Ensuring that social care and support staff have access to the appropriate training to deliver these person-centred and community-based services was identified as a crucial factor to successfully implement this transition. Participants also identified the need for cross-sectoral collaboration, particularly between those working in housing, employment, education and support to ensure persons with disabilities can be truly included in the community.

“If you see my art in a gallery, you see my ability and I’m not disabled anymore”

Access to quality education in mainstream settings is essential to empower persons with intellectual disabilities to actively participate in and contribute to their communities.

The negative impacts of bullying were identified as an obstacle to the achievement of inclusive education, as was the need for better teacher training that equips education professionals with the right tools and knowledge to meet the different learning needs of their students.

Self-advocates also called on teachers to focus on the abilities and diverse talents of their students, rather than on what they can’t do.

“When I was younger, nobody asked me what I wanted to be when I grew up”

Several of the conference’s workshops addressed how to increase employment opportunities for persons with intellectual disabilities. Workshop speakers provided practical tips to employers on how to increase the accessibility and diversity of their organisations.

Enable also presented their Breaking Barriers programme, developed in cooperation with Edinburgh Napier University and ScottishPower to open access to university education and further job opportunities. 

Monitoring in Action

Day Two’s panel session focused on the role of data and monitoring in advancing human rights. Inclusion Europe presented their latest Inclusion Indicators which has aimed to close the data gap around the rights and inclusion of people with intellectual disabilities and their families.

In 2023 Inclusion Europe collected data from 29 European countries, including 23 members of the European Union. Key findings of the report include:

  • In 26 countries a person’s legal capacity can be removed, and they cannot decide about their own money, or where to live, or who to marry.
  • 700,000  learners with intellectual disabilities are still in special schools, deprived of the positive effects of inclusive schooling.
  • 20,000 children with intellectual disabilities are getting no education at all.
  • Less than 10% of people with intellectual disabilities have a paid job. (Employment rate for people with disabilities in general is 50%, and 75% for people without disabilities.)

To find out more about the Inclusion Indicators, read Inclusion Europe’s full report here.

“Our voices, our choices”

The conference took place just one month before the European Elections. Katarina Ivanković Knežević, Director for Social Rights and Inclusion in the Directorate General for Employment, Social Affairs and Inclusion of the European Commission joined Soufiane El Amrani, Inclusion Europe’s easy-to-read and advocacy expert to speak about the steps been taken to make the European Elections more accessible for persons with disabilities. These steps included the provision of election materials in easy-to-read.

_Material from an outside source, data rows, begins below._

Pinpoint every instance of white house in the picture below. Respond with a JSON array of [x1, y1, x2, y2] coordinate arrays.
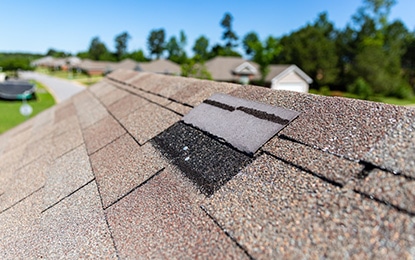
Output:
[[206, 56, 313, 92], [266, 65, 313, 93]]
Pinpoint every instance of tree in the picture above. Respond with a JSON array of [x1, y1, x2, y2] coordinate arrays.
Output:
[[220, 13, 238, 56], [276, 14, 339, 87], [147, 29, 165, 59], [88, 36, 108, 60], [166, 31, 187, 64], [115, 32, 131, 60], [209, 44, 242, 59], [242, 32, 282, 84], [350, 0, 412, 97], [192, 35, 209, 61]]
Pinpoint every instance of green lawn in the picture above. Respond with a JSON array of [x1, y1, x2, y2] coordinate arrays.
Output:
[[36, 68, 103, 86], [0, 82, 55, 134]]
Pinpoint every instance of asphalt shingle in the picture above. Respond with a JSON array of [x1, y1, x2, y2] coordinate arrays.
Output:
[[120, 103, 180, 145], [90, 134, 163, 208], [364, 109, 415, 178], [106, 170, 247, 259], [183, 94, 299, 154], [0, 70, 415, 259], [230, 86, 403, 160], [84, 116, 126, 154], [205, 153, 415, 259]]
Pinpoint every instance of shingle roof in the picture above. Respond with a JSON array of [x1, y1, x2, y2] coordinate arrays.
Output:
[[206, 56, 259, 81], [0, 70, 415, 259]]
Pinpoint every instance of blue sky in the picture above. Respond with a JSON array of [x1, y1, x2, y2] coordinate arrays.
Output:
[[0, 0, 415, 54]]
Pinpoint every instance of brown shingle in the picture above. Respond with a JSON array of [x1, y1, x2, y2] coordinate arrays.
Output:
[[106, 170, 247, 259], [206, 156, 415, 259], [120, 103, 180, 145], [90, 134, 163, 207], [84, 116, 125, 154], [0, 70, 415, 259]]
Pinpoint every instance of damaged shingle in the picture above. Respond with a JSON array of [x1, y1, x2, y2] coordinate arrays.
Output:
[[183, 94, 300, 155], [152, 122, 252, 196]]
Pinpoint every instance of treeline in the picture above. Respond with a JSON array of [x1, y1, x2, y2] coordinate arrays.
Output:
[[0, 53, 43, 71], [3, 0, 415, 99]]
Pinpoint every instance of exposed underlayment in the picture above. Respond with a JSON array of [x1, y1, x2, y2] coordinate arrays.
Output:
[[0, 70, 415, 259], [153, 122, 252, 195]]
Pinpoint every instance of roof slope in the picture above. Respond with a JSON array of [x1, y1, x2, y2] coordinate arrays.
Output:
[[0, 70, 415, 259]]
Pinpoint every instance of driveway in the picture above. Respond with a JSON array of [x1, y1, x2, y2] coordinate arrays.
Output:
[[19, 71, 85, 103]]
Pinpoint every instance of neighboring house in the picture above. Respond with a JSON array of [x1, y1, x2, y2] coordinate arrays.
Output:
[[30, 56, 81, 70], [136, 60, 181, 75], [0, 70, 415, 259], [206, 56, 258, 84], [206, 57, 313, 92], [76, 59, 181, 76], [73, 59, 115, 76], [265, 65, 313, 93]]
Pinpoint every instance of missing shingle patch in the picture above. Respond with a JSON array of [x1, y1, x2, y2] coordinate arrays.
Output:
[[183, 94, 300, 155], [151, 122, 253, 196]]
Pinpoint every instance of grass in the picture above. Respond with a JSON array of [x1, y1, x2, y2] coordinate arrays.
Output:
[[0, 82, 55, 134], [36, 68, 103, 86]]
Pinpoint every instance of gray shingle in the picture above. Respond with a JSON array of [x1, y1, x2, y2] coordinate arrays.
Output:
[[183, 94, 299, 154]]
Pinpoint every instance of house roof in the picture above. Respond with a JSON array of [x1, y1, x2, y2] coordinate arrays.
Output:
[[0, 70, 415, 259], [138, 59, 181, 75], [206, 56, 258, 81], [265, 64, 313, 84]]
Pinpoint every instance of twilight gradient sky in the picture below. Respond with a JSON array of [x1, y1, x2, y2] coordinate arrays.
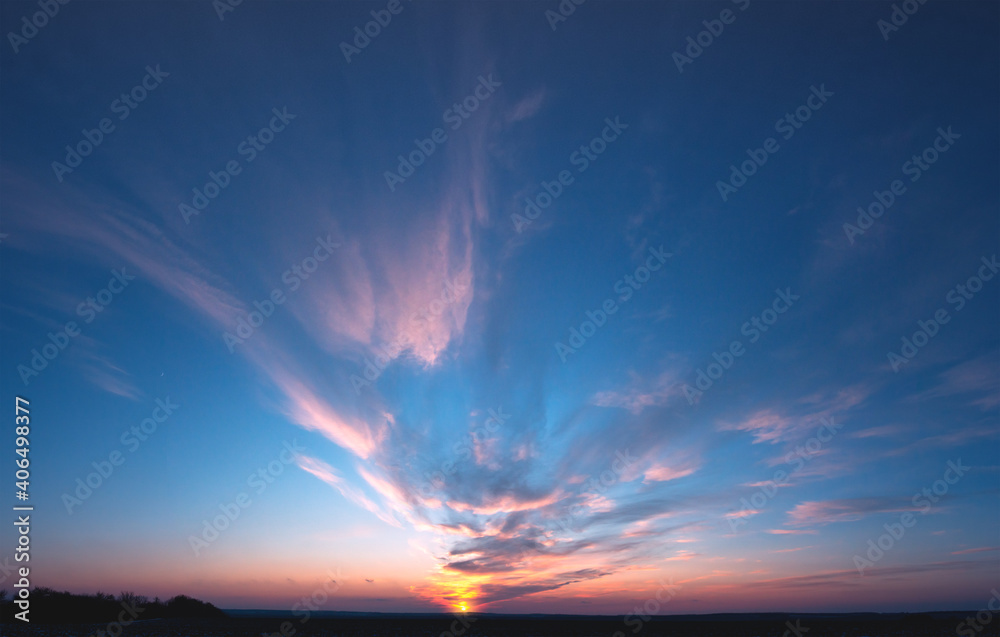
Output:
[[0, 0, 1000, 613]]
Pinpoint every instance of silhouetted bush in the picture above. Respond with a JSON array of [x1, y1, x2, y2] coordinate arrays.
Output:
[[0, 586, 227, 624]]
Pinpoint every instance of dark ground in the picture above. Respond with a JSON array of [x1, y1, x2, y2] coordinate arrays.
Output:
[[0, 611, 1000, 637]]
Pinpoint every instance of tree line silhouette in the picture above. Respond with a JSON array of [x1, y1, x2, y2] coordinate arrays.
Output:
[[0, 586, 227, 624]]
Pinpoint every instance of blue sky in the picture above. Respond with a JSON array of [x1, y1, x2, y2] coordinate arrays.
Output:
[[0, 0, 1000, 613]]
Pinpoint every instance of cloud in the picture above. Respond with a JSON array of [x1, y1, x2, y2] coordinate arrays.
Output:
[[591, 370, 683, 415], [507, 88, 546, 124], [788, 498, 920, 526]]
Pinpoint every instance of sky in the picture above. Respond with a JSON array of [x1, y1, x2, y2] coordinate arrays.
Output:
[[0, 0, 1000, 614]]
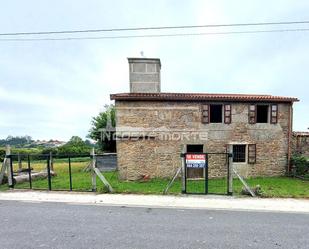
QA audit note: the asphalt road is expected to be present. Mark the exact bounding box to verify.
[0,201,309,249]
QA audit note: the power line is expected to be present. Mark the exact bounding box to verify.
[0,21,309,36]
[0,28,309,42]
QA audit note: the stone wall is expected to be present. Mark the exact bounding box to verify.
[292,132,309,157]
[116,101,290,180]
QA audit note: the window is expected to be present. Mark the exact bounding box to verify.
[256,105,268,123]
[249,105,256,124]
[270,104,278,124]
[210,105,222,123]
[202,105,209,124]
[233,144,246,163]
[224,104,232,124]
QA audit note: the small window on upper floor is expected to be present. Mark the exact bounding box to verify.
[210,105,222,123]
[233,144,246,163]
[256,105,269,123]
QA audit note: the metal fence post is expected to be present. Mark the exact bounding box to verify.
[227,153,233,195]
[28,155,32,189]
[47,156,52,190]
[205,154,208,194]
[69,157,73,191]
[180,145,187,194]
[49,152,54,171]
[5,146,14,188]
[91,148,97,192]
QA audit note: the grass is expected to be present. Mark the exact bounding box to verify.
[0,158,309,198]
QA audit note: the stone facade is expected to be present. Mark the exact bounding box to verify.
[292,132,309,157]
[115,100,291,180]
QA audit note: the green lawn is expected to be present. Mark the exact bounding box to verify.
[0,159,309,198]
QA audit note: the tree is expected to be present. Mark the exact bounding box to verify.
[88,105,116,152]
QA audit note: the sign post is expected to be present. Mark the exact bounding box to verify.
[184,153,208,194]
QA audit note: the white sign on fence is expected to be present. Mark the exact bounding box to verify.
[186,154,206,168]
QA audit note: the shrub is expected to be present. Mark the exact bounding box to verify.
[291,155,309,176]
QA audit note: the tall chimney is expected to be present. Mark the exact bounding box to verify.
[128,58,161,93]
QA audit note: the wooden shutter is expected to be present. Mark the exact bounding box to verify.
[224,104,232,124]
[249,105,256,124]
[270,104,278,124]
[202,105,209,124]
[248,144,256,164]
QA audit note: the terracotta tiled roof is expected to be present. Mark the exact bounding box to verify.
[110,93,299,102]
[293,131,309,137]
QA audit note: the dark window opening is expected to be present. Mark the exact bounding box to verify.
[256,105,268,123]
[210,105,222,123]
[233,145,246,163]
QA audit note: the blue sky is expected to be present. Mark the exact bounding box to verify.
[0,0,309,140]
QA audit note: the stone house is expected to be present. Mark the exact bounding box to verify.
[292,131,309,157]
[110,58,298,180]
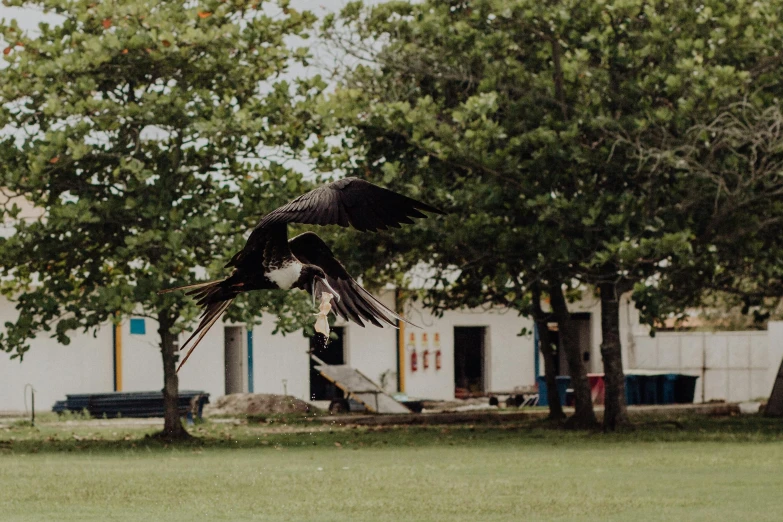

Inclusion Europe’s research has found that only 15 of the 27 EU member states grant full voting rights to people with intellectual disabilities under guardianship. This violation of their rights continues despite a European Parliament resolution asserting that people with disabilities, regardless of their legal capacity restrictions, should be allowed the right to vote. Against this backdrop Laszlo Bercse, Inclusion Europe Vice-President, closed the conference by calling on those who could, to use their vote to support those who will work for persons with intellectual disabilities.